A lei atual foi uma conquista de muitos anos de luta e garante a
aposentadoria para as mulheres aos 55 anos no campo pois tanto anto as mulheres
como os homens na roça começam a trabalhar com oito ou dez anos, mas mesmo se
começassem aos 14 anos. Aos 55 anos, a pessoa já trabalhou 40 anos.
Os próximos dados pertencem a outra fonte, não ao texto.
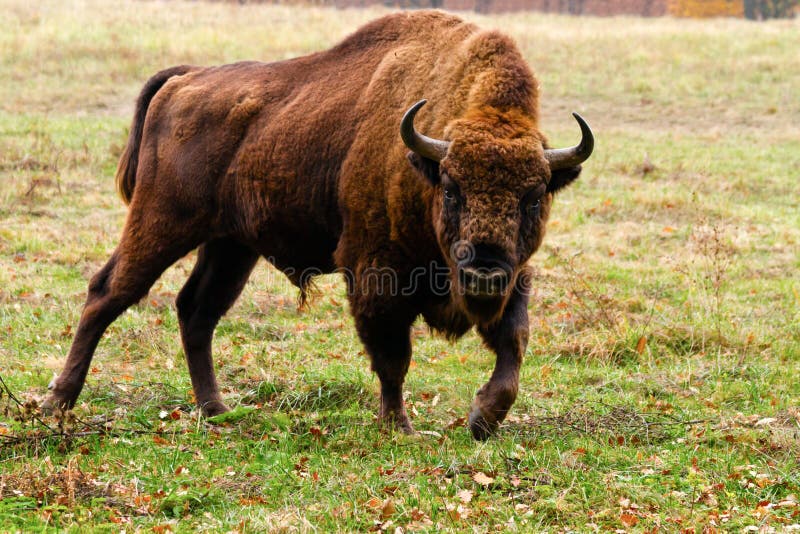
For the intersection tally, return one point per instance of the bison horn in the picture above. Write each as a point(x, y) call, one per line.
point(426, 147)
point(562, 158)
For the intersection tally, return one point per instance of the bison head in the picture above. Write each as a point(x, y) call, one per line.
point(494, 181)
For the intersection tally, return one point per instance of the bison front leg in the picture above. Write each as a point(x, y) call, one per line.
point(508, 338)
point(388, 342)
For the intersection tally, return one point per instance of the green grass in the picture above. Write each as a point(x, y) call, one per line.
point(660, 386)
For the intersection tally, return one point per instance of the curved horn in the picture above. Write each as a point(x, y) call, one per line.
point(434, 149)
point(562, 158)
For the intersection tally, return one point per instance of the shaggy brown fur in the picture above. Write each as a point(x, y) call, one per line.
point(301, 162)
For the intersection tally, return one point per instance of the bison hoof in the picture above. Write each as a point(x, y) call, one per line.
point(56, 403)
point(479, 426)
point(397, 422)
point(212, 408)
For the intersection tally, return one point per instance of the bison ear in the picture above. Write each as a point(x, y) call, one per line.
point(562, 178)
point(426, 167)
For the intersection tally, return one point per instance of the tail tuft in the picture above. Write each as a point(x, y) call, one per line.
point(128, 161)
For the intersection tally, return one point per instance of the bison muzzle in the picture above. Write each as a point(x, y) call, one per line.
point(330, 162)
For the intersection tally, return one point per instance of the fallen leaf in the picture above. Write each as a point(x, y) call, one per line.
point(629, 520)
point(481, 478)
point(388, 509)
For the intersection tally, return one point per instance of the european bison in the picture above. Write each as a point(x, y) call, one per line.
point(315, 164)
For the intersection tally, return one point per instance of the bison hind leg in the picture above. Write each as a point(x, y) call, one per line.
point(221, 272)
point(388, 342)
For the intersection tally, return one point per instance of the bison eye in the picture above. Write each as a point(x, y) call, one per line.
point(452, 196)
point(532, 208)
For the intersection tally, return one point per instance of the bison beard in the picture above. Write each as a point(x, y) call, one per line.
point(306, 162)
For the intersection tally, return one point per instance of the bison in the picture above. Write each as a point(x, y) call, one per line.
point(318, 164)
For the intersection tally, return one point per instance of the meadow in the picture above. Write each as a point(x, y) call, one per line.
point(660, 388)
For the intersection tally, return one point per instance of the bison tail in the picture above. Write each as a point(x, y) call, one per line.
point(126, 170)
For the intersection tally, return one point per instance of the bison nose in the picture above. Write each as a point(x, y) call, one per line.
point(484, 282)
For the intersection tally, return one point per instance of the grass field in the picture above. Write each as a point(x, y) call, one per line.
point(660, 390)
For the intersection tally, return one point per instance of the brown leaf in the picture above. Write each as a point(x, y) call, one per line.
point(481, 478)
point(629, 520)
point(388, 509)
point(465, 496)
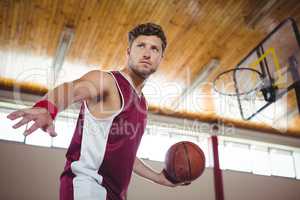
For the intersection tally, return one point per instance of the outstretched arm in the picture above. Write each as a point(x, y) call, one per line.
point(92, 84)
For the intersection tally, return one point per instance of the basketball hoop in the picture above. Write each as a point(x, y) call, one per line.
point(244, 83)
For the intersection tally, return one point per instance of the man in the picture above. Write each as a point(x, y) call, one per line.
point(112, 119)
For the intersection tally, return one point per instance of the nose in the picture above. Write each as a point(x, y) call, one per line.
point(146, 54)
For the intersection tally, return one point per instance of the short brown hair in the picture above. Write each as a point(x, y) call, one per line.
point(148, 29)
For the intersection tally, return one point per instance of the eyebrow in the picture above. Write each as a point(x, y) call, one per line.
point(152, 45)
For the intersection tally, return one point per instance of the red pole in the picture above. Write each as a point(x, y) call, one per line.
point(218, 179)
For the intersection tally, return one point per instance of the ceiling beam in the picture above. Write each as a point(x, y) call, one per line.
point(263, 8)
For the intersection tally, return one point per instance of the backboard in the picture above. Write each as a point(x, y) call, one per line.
point(277, 57)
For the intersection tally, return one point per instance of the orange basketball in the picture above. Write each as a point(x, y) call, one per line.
point(184, 162)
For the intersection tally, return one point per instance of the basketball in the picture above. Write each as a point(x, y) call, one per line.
point(184, 162)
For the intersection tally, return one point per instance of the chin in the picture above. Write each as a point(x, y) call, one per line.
point(144, 73)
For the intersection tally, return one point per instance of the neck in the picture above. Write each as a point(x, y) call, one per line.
point(137, 81)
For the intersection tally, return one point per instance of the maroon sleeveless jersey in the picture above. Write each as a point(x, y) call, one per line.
point(102, 151)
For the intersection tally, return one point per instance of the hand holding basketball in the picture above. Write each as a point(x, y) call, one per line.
point(184, 163)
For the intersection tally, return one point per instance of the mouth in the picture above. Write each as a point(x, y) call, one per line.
point(145, 62)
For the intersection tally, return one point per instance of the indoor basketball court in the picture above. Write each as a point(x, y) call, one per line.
point(130, 100)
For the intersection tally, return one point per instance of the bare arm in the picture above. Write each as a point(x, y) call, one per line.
point(89, 86)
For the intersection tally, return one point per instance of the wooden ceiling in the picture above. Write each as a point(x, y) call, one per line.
point(197, 31)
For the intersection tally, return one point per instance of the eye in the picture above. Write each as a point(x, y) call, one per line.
point(155, 49)
point(141, 45)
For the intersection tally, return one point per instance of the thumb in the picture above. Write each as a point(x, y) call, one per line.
point(51, 130)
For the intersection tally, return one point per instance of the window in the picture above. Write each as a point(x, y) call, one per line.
point(237, 156)
point(282, 163)
point(260, 160)
point(296, 156)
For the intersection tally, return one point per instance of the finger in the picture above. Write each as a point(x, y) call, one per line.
point(16, 114)
point(25, 120)
point(51, 130)
point(33, 128)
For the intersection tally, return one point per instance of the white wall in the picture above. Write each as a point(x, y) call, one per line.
point(29, 172)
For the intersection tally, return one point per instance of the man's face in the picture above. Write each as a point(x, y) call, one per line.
point(144, 55)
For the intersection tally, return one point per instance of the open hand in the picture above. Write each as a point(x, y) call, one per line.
point(41, 117)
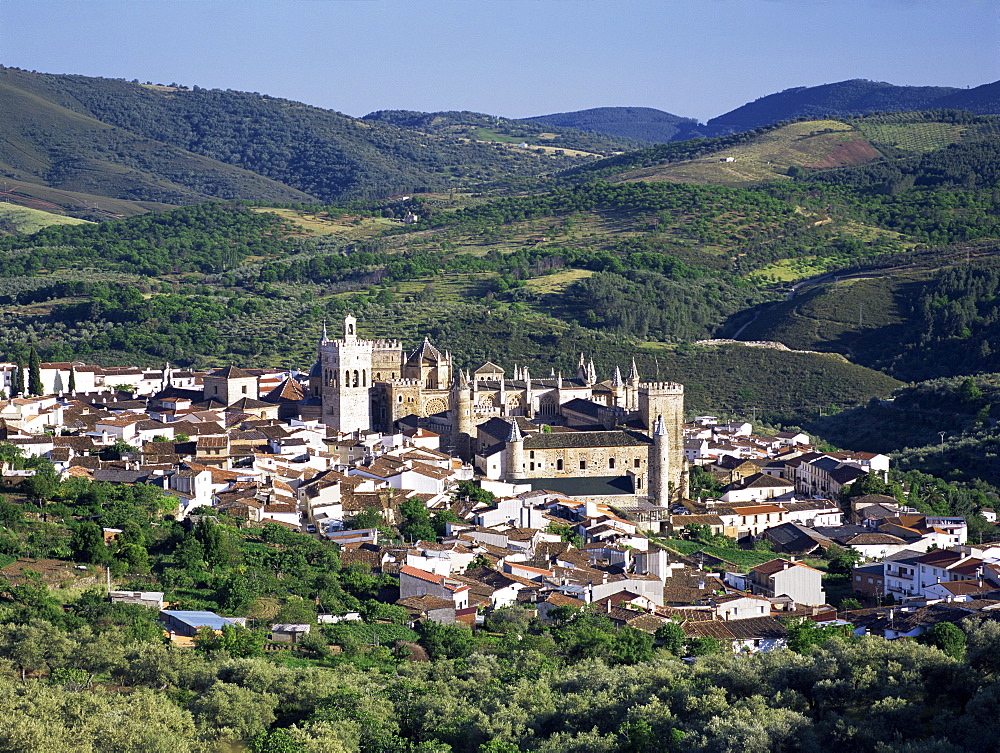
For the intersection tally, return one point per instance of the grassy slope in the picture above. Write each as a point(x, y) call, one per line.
point(813, 143)
point(48, 144)
point(18, 219)
point(324, 153)
point(866, 317)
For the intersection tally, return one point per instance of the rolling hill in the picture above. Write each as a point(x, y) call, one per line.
point(179, 146)
point(894, 144)
point(477, 126)
point(841, 99)
point(44, 142)
point(636, 123)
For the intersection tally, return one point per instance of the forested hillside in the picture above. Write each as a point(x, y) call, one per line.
point(481, 127)
point(638, 123)
point(843, 99)
point(163, 132)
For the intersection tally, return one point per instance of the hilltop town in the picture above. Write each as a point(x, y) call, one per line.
point(549, 492)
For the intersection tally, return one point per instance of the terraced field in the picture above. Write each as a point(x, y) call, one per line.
point(912, 137)
point(813, 143)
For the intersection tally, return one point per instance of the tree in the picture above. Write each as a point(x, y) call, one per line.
point(842, 560)
point(370, 517)
point(88, 544)
point(209, 534)
point(234, 640)
point(632, 646)
point(417, 525)
point(804, 634)
point(947, 637)
point(703, 647)
point(44, 484)
point(567, 533)
point(474, 492)
point(34, 372)
point(446, 641)
point(17, 380)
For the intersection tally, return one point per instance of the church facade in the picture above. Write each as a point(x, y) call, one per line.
point(614, 427)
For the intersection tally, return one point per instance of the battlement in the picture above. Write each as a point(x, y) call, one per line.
point(669, 388)
point(404, 382)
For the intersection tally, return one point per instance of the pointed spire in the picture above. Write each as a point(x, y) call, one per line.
point(661, 428)
point(616, 380)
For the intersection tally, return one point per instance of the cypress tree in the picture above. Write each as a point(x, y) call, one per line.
point(34, 372)
point(17, 381)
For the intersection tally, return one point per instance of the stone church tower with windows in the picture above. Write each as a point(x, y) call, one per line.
point(367, 385)
point(617, 427)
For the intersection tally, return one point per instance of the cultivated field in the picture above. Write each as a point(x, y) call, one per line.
point(813, 143)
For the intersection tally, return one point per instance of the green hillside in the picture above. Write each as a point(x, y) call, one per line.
point(301, 151)
point(18, 219)
point(481, 127)
point(43, 142)
point(943, 426)
point(637, 123)
point(844, 98)
point(828, 150)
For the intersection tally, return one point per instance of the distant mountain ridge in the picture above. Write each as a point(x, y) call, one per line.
point(854, 97)
point(482, 127)
point(180, 146)
point(640, 123)
point(840, 99)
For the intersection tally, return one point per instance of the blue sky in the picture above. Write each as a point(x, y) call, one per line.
point(696, 58)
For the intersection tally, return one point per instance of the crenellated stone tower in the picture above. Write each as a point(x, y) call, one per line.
point(662, 403)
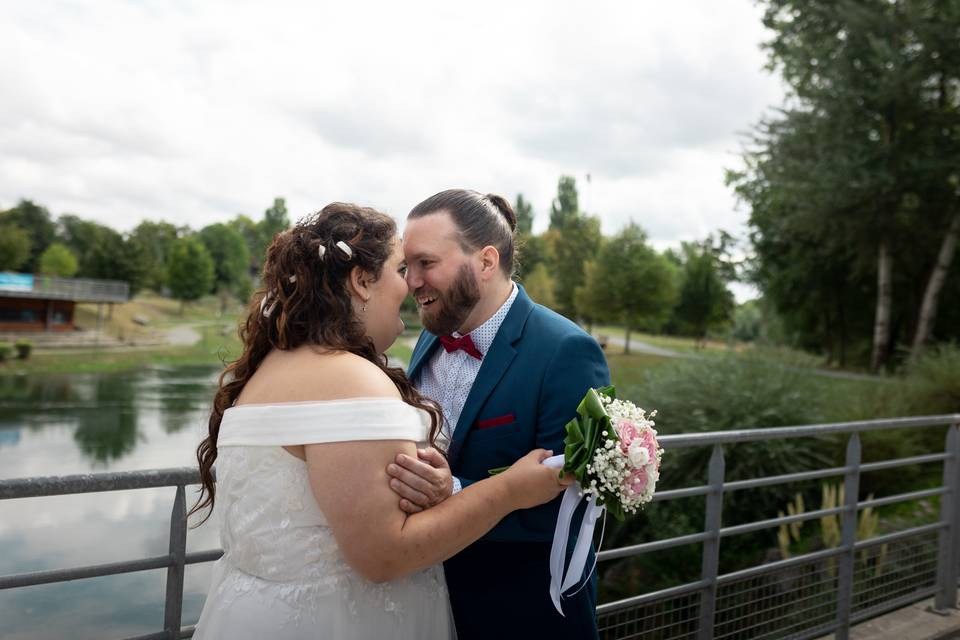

Em segundo lugar, o trabalho na agricultura é o segundo trabalho da
história da humanidade que exige mais exercício, mais sacrifício humano. Só
perde para a mineração, que a pessoa trabalha embaixo dos túneis e pega sol,
chuva, está à mercê de todas as temperaturas. Isso desgasta muito a vida das
pessoas e por isso que nós vamos continuar lutando para que todos se aposentem,
as mulheres com 55 e os homens com 60.
É uma besteira comparar todo mundo daqui pra frente, para se aposentar
com 65 anos, tanto na cidade como no campo, o que exigiria as pessoas
trabalharem 50 anos na agricultura, o que é uma vergonha. O que é mais ridículo,
é que a maioria desses ministros e senadores do governo já se aposentaram com
48, 53 anos, e com aposentadorias acima de 10 mil reais. Se essa proposta de
reforma da Previdência fosse justa, o primeiro artigo deveria ser assim: "Todos
os políticos, daqui por diante, seguirão essas mesmas regras".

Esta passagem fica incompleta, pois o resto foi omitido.